Firewalls can encrypt data streams on a virtual private network (VPN) and tunnel important information through unreliable networks such as the Internet. However, with today’s technology and the large amount of tools and information available to dangerous artists, it is possible to hack data communication protocols at the endpoint device where these encrypted data streams end up and potentially carry out malicious activities to access the power plant’s assets.

Additional areas businesses should consider for their remote security include the following:

  • Organizations should identify all of their critical infrastructure. While this may seem intuitive, it is responsible for system interdependence. For example, an IT billing system is important if it is interdependent on operational technology.
  • Encrypted browser-based display (VDI) HMI displays on desktops, laptops and tablets for remote or mobile operators.
  • Multifactor Authentication (MFA) is given. There are many MFA types, but industrial organizations must implement closed-loop, hardware-based token access without cloud access to meet onsite mobile operator and remote access requirements.
  • Controlled secure file transfer Provides either bidirectional or uni-directional file transfer capabilities for each system connection.
  • Application and system Split Ensures systems and applications are logically segmented to limit cybertex’s blast radius.
  • Time-based access controls Limit the time vendors, contractors, and plant technicians interact with critical systems.
  • HMI access sessions by mobile operators and remote users need to be recorded for forensic and training purposes.

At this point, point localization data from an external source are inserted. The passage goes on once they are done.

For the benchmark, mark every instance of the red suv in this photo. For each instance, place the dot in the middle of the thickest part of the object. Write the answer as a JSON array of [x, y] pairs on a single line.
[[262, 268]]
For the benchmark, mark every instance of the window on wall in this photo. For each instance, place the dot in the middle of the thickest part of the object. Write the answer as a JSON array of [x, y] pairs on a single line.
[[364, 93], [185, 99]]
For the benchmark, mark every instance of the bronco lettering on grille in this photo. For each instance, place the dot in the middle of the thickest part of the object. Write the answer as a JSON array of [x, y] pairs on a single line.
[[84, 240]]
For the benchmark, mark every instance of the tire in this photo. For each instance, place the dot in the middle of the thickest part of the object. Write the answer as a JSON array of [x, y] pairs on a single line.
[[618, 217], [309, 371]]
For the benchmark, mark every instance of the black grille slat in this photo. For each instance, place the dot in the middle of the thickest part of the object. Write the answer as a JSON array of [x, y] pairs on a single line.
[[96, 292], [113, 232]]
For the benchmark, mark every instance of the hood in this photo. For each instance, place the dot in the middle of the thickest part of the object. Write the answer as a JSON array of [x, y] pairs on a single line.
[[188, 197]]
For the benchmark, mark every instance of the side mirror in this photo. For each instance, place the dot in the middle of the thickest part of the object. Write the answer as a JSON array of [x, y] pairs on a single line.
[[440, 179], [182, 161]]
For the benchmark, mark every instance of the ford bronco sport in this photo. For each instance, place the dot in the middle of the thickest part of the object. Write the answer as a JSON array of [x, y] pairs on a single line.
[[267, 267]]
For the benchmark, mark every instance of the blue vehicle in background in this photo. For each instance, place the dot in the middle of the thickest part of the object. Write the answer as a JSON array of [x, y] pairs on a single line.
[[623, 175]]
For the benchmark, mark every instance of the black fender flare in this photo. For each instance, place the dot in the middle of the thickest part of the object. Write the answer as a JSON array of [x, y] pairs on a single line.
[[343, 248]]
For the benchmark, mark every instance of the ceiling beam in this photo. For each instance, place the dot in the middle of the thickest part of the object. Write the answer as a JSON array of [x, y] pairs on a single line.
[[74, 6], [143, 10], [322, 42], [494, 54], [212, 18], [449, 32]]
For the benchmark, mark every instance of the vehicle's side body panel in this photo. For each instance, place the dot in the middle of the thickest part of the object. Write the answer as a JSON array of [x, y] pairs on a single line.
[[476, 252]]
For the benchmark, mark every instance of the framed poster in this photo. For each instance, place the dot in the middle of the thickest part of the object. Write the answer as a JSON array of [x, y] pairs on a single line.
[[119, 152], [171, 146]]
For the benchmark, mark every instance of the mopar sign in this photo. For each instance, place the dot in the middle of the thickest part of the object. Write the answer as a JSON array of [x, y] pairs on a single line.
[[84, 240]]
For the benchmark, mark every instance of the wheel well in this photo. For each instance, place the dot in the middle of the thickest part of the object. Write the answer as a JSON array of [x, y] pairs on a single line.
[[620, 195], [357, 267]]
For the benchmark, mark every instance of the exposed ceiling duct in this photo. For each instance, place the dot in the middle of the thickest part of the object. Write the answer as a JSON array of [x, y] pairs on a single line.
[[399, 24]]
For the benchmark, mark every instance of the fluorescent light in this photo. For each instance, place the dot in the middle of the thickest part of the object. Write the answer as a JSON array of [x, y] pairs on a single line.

As the power industry embraces the changes presented by the changing workforce and the convergence of IT and OT, remote user access will become more necessary.

Bill Moore is the CEO of Xona Systems,


Welcome to the VentureBeat community!

DataDecisionMakers is a place where experts, including tech people working on data, can share data-related insights and innovations.

If you would like to read about the latest ideas and latest information, best practices and the future of data and data tech, join us at DataDecisionMakers.

You might even consider contributing to your own article!

Read more from DataDecisionMakers

Similar Posts

Leave a Reply

Your email address will not be published.